In quei giorni si leggeva un grosso libro, in cui l’autore, tale H.V. Morton, raccontava il suo viaggio in Italia. Un giorno, riferiva sulla sua visita all’eremo di Camaldoli, che conoscevo bene, perché vi era vissuto per anni mio zio Carlo, fratello di mio padre, con il nome religioso di Don Domenico. Trasferito negli ultimi anni all’eremo di Montegiove, alle spalle di Fano, lo zio era morto per un tumore nel mese di luglio1967.
Ebbene, l’attento visitatore raccontava di aver visitato la cella di uno degli eremiti, che si chiamava Don Domenico. Per assicurarmi che si trattava proprio dello zio, aggiunse un dettaglio rivelatore: quel monaco amava guardare le stelle e si era costruito un telescopio. Questo era proprio lui!
Ho voluto copiare e tradurre la pagina, che ho fatto avere a mio padre e che unisco qui:
“Dirigendoci dalla chiesa al cancello, il mio compagno si avviò verso una cella e bussò.
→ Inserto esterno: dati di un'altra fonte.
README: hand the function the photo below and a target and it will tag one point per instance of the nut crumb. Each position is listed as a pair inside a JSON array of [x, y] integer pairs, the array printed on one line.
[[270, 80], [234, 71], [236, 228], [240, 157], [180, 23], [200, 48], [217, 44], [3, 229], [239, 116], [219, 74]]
La porta fu aperta da un eremita che mi fu presentato come Don Domenico. Per qualche ragione per me non chiara, era stato liberato dall’impegno del silenzio, e sembrava compiaciuto di vederci. Fui contento quando ci invitò ad entrare… (qui descrive lungamente la casetta, con quattro stanzette e un cortile, tipica degli eremiti camaldolesi). Dato che Don Domenico era un prete, vicino alla camera da letto c’era un piccolo oratorio, dove egli celebrava Messa ogni mattina.
Uno dovrebbe vivere in un monastero per sapere se esiste ancora la cattiveria, che i re del Medio Evo dicevano essere la maledizione del monachesimo, ma, come visitatore occasionale, non posso ricordare di aver mai incontrato un monaco avvilito o spiacevole.
Ricordo soprattutto due tipi, il magro ascetico, che irradia serenità (…). Don Domenico, con il suo cortese, gentile sorriso, apparteneva alla categoria dei santi, e davvero io pensai che nel suo abito bianco, visto contro uno sfondo roccioso, avrebbe richiamato l’attenzione di Giotto e Mantegna.
Non è sempre facile intavolare una conversazione con chi vive fuori dal mondo, ma notai sui suoi scaffali diversi libri sui pianeti e scoprii che era un astronomo dilettante. Mi mostrò un telescopio che avena costruito lui, come dovrebbe aver fatto Galileo, con vecchie lenti e un foglio di stagno, e mi disse che di notte portava spesso questo strumento nel suo giardino e contava le lune di Giove”
(H.V. Morton. A traveller in Italy, Methuen & Co. Ltd, London 1964, p. 554-555).